Revision teilweise erfolgreich: Aufhebung des Strafausspruchs wegen Übergangsregelung §27b StGB
- Gericht
- BGH
- Spruchkörper
- 1. Strafsenat
- Aktenzeichen
- 1 StR 421/69
- Datum
- 09.12.1969
- Rechtsgebiet
- Strafrecht
Abstrakte Rechtssätze
Die Anwendung einer gesetzlich normierten Strafmilderung in einer Übergangsregelung zwingt bei Vorliegen der Voraussetzungen zur Neubemessung des Strafausspruchs; bleibt dies unberücksichtigt, ist der Strafausspruch aufzuheben.
Der Fortsetzungszusammenhang ist auszuschließen, wenn die Beteiligten jeweils aus einem neuen, selbständigen Entschluss heraus gehandelt haben.
Das Fehlen einer Auseinandersetzung des Tatgerichts mit bestimmten rechtlichen Fragen begründet nur dann einen Revisionsgrund, wenn hierdurch eine entscheidungserhebliche Rechtsverletzung zu Lasten des Angeklagten eingetreten ist.
Die Aufhebung des Strafausspruchs kann erfolgen, ohne die Feststellung der Schuld anzutasten, wenn verfahrensrechtliche oder strafzumessungsrelevante Voraussetzungen (insbesondere neue gesetzliche Milderungsgründe) die Rechtslage nachträglich verändern.
Vorinstanzen
Landgericht Baden-Baden, 3. März 1969
Rubrum
BUNDESGERICHTSHOF BESCHLUSS
1 StR 421/69
in der Strafsache gegen den Schrotthändler Christian ██████ aus ███, Kreis ██ ██████, dort geboren am ██ 1934,
Sachbezeichnung: u. a. wegen schweren Diebstahls im Rückfall u. a.

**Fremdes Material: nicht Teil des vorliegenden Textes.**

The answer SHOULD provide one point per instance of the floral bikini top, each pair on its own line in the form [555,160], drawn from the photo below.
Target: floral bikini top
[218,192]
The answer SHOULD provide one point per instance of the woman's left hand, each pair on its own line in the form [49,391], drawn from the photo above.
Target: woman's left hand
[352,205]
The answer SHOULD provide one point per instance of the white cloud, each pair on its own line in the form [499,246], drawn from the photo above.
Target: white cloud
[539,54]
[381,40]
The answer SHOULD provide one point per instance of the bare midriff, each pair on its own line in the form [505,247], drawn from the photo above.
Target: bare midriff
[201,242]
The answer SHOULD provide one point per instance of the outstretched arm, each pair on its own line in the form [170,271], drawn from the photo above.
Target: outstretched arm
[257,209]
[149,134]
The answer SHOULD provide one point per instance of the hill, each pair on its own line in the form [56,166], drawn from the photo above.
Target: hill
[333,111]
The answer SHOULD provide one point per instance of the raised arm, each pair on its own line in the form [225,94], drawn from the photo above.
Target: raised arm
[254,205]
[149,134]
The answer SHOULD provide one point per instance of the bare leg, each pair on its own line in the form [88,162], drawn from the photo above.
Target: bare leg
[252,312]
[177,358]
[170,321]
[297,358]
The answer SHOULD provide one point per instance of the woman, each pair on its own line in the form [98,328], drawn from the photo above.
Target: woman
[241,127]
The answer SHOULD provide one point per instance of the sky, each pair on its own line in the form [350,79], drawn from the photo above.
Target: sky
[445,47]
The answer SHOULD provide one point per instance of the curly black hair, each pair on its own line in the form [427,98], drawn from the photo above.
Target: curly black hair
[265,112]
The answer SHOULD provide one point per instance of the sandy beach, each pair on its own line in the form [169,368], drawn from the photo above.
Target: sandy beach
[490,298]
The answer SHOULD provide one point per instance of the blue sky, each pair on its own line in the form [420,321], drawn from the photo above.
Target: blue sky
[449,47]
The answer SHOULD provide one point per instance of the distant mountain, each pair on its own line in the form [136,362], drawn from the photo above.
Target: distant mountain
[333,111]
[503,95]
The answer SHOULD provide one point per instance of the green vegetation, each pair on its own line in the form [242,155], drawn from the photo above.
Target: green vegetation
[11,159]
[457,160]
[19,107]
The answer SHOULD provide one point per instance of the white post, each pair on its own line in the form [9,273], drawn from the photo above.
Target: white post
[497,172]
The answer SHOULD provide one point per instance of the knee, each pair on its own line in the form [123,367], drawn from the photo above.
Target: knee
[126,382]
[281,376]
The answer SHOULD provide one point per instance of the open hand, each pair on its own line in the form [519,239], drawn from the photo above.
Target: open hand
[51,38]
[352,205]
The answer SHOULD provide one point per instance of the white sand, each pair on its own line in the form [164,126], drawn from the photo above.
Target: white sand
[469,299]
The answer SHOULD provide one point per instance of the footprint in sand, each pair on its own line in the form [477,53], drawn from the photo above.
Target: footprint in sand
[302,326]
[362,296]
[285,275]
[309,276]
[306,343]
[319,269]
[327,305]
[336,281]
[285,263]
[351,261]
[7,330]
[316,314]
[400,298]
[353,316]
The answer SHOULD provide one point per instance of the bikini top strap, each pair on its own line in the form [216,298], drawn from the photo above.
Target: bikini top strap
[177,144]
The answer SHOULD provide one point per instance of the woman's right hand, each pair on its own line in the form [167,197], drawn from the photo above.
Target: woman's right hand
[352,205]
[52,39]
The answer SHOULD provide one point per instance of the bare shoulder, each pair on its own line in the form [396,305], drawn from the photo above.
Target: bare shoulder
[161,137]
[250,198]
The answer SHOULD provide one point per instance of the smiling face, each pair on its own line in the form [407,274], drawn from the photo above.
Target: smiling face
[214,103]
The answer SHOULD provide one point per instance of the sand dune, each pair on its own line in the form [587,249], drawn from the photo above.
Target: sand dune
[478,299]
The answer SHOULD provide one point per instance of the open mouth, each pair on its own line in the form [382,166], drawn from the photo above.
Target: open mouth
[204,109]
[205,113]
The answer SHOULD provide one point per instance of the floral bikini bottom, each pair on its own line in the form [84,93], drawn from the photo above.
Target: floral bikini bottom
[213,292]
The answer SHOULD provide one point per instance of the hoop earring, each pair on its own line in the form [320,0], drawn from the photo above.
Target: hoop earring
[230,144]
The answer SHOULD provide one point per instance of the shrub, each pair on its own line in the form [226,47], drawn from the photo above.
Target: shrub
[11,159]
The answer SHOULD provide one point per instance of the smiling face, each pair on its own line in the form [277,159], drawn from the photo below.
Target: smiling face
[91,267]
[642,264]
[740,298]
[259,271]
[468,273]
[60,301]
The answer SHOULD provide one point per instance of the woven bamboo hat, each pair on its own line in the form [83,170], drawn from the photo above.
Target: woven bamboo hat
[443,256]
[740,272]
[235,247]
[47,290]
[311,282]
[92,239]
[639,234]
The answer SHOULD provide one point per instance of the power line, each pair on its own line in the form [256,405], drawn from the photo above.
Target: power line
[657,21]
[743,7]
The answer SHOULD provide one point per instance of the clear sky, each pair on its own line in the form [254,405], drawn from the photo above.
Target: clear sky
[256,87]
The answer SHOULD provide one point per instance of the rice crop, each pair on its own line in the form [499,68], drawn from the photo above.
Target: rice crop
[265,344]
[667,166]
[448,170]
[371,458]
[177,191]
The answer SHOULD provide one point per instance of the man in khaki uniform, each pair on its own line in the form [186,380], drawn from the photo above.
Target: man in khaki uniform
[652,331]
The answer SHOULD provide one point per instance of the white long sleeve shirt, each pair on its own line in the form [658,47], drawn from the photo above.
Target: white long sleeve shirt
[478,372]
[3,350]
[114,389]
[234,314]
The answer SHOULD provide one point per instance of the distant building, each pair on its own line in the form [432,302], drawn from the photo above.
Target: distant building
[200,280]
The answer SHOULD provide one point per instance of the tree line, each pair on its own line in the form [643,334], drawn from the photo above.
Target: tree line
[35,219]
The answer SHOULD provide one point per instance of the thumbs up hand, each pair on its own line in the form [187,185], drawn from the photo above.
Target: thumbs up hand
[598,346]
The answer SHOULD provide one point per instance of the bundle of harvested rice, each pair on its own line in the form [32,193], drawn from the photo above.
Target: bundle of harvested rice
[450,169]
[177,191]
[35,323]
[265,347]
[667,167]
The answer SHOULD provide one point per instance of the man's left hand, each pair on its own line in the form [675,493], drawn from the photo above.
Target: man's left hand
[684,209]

Der 1. Strafsenat des Bundesgerichtshofs hat auf Antrag des Generalbundesanwalts und nach Anhörung des Beschwerdeführers in der Sitzung vom 9. Dezember 1969 gemäß § 349 Abs. 2, 3 und 4 StPO einstimmig
Tenor
Auf die Revision des Angeklagten wird das Urteil des Landgerichts Baden-Baden vom 3. März 1969, soweit es ihn betrifft, zum Strafausspruch – ausgenommen jedoch die Fälle Clubhaus ███ und Schützenhaus [REDACTED] (II 7 und II 14 der Urteilsgründe) – sowie zur Gesamtstrafe je mit den Feststellungen aufgehoben. Insoweit wird die Sache zu neuer Verhandlung und Entscheidung, auch über die Kosten des Rechtsmittels, an das Landgericht Karlsruhe zurückverwiesen. Im Übrigen wird die Revision verworfen.
Gründe
Die Nachprüfung des Schuldspruchs ergibt keinen Rechtsfehler zum Nachteil des Beschwerdeführers. Fortsetzungszusammenhang ist durch die Feststellung, dass der Angeklagte und seine Tatgenossen jeweils auf Grund neuen, selbständigen Entschlusses handelten, rechtlich einwandfrei ausgeschlossen. Näher hatte die Anwendung des § 243 Abs. 1 Nr. 6 StGB gelegen. Es beschwert den Angeklagten indessen nicht, dass das Landgericht weder diese Frage noch die Anwendbarkeit des § 17 UnedelMetG (in den Fällen II 2, 3, 4 der Urteilsgründe) erörtert hat.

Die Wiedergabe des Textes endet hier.